4

I have a n-dimension array as shown below:

np.array([[0,3],[0,3],[0,10]])

In this array, the elements denote the low and high values. Ex: [0,3] refers to [0,1,2,3]

I need to generate a combination of all values using the ranges given as above. For example, I want [0,0,0], [0,0,1] ... [0,1,0] ... [3,3,10]

I have tried the following to get what I want:

ds = np.array([[0,3],[0,3],[0,10]])
nItems = int(reduce(lambda a,b: a * (b[1] - b[0] + 1), ds, 1))
myCombinations = np.zeros((nItems,))
nArrays = []
for x in range(ds.shape[0]):
    low = ds[x][0]
    high= ds[x][1]
    nitm = high - low + 1
    ar = [x+low for x in range(nitm) ]
    nArrays.append(ar)

myCombinations = cartesian(nArrays)

The cartesian function was taken from Using numpy to build an array of all combinations of two arrays

I need to do this few million times.

My question: is there any better / efficient way to do this?

Community
  • 1
  • 1
okkhoy
  • 1,298
  • 3
  • 16
  • 29

2 Answers2

25

I think what you're looking for is np.mgrid. Unfortunately, this returns the array in a format that's different from what you need, so you'll need to do a little post-processing:

a = np.mgrid[0:4, 0:4, 0:11]     # All points in a 3D grid within the given ranges
a = np.rollaxis(a, 0, 4)         # Make the 0th axis into the last axis
a = a.reshape((4 * 4 * 11, 3))   # Now you can safely reshape while preserving order

Explanation

np.mgrid gives you a set of grid points in N-dimensional space.

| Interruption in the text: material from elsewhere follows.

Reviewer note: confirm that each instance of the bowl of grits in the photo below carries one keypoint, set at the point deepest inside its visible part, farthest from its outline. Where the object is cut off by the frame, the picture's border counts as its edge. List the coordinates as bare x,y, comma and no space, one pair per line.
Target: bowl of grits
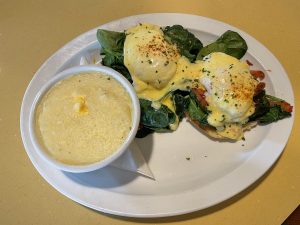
84,118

Let me try to show this with a smaller example, to make things clearer:

>>> a = np.mgrid[0:2, 0:2]
>>> a
array([[[0, 0],
        [1, 1]],

       [[0, 1],
        [0, 1]]])

Since I've given two sets of ranges, 0:2, 0:2, I get a 2D grid. What mgrid returns is the x-values and the y-values corresponding to the grid points (0, 0), (0, 1), (1, 0) and (1, 1) in 2D space. a[0] tells you what the x-values of the four points are, and a[1] tells you what the y-values are.

But what you really want is that list of actual grid points that I've written out, not the x- and y-values of those points separately. First instinct is to just reshape the array as desired:

>>> a.reshape((4, 2))
array([[0, 0],
       [1, 1],
       [0, 1],
       [0, 1]])

But clearly this doesn't work, because it effectively reshapes the flattened array (the array obtained by just reading all elements in order), and that's not what you want.

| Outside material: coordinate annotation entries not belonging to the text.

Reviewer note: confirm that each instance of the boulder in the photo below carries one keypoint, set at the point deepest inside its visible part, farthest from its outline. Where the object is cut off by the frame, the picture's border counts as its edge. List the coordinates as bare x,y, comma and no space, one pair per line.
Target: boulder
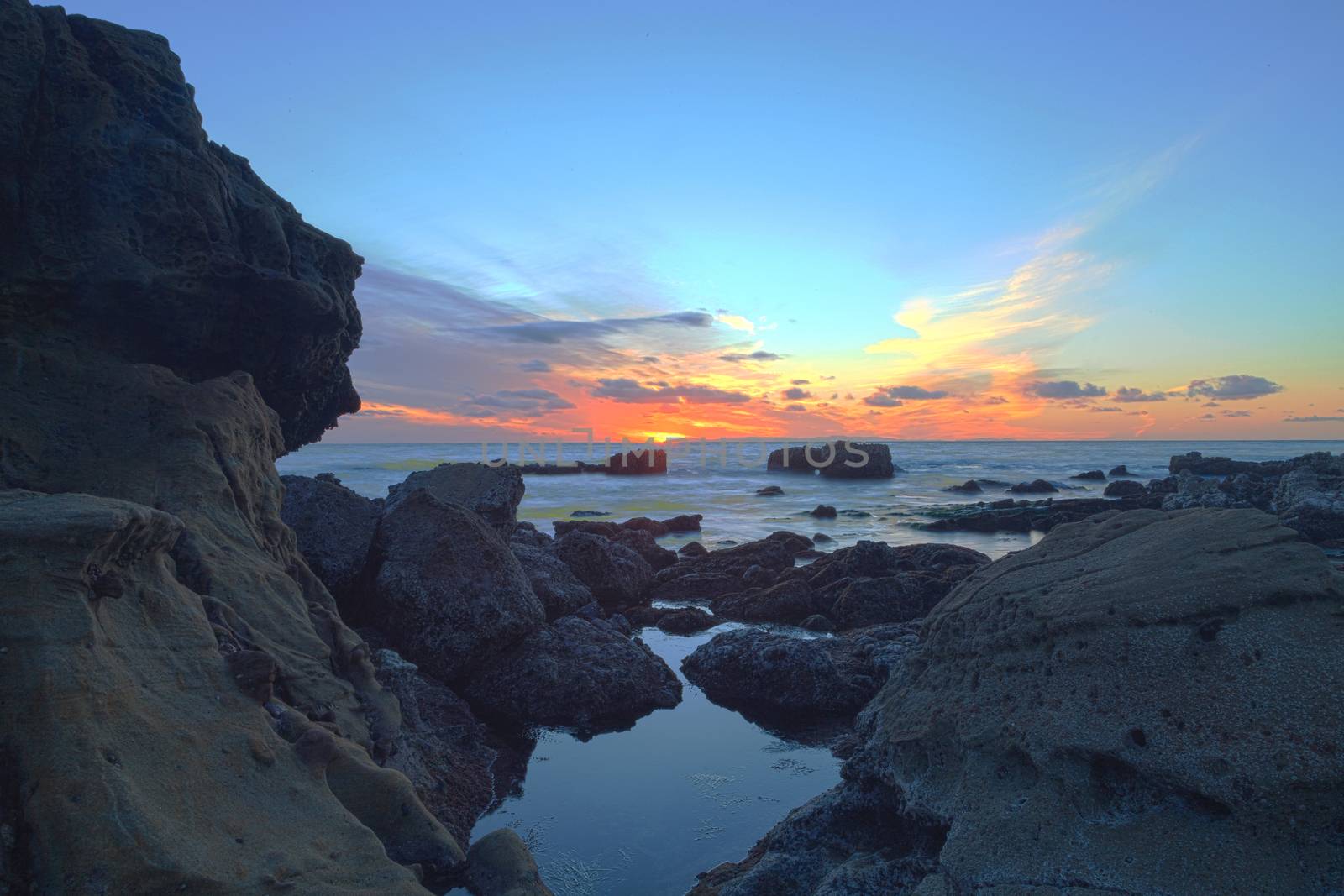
577,673
1126,490
1035,486
449,593
613,573
499,864
553,582
491,492
333,528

What you want to do is to look down the third dimension of a, and create an array:

[ [a[0][0, 0], a[1][0, 0]],
  [a[0][0, 1], a[1][0, 1]],
  [a[0][1, 0], a[1][1, 0]],
  [a[0][1, 1], a[1][1, 1]] ]

which reads "First tell me the first point (x1, y1), then the second point (x2, y2), ..." and so on. Perhaps this is better explained with a figure, of sorts. This is what a looks like:

                you want to read
                in this direction
                 (0, 0)   (0, 1)
                   |        |
                   |        |
                   v        v

          /        0--------0            +----> axis0
 x-values |       /|       /|           /|
          |      / |      / |    axis1 / |
          \     1--------1  |         L  |
                |  |     |  |            v
          /     |  0-----|--1           axis2
 y-values |     | /      | /
          |     |/       |/
          \     0--------1

                |        |
                |        |
                v        v
              (1, 0)   (1, 1)

np.rollaxis gives you a way to do this. np.rollaxis(a, 0, 3) in the above example says "take the 0th (or outermost) axis and make it into the last (or innermost) axis. (Note: only axes 0, 1 and 2 actually exist here. So saying "send the 0th axis to the 3rd position" is a way of telling python to put the 0th axis after the last axis). You might also want to read this.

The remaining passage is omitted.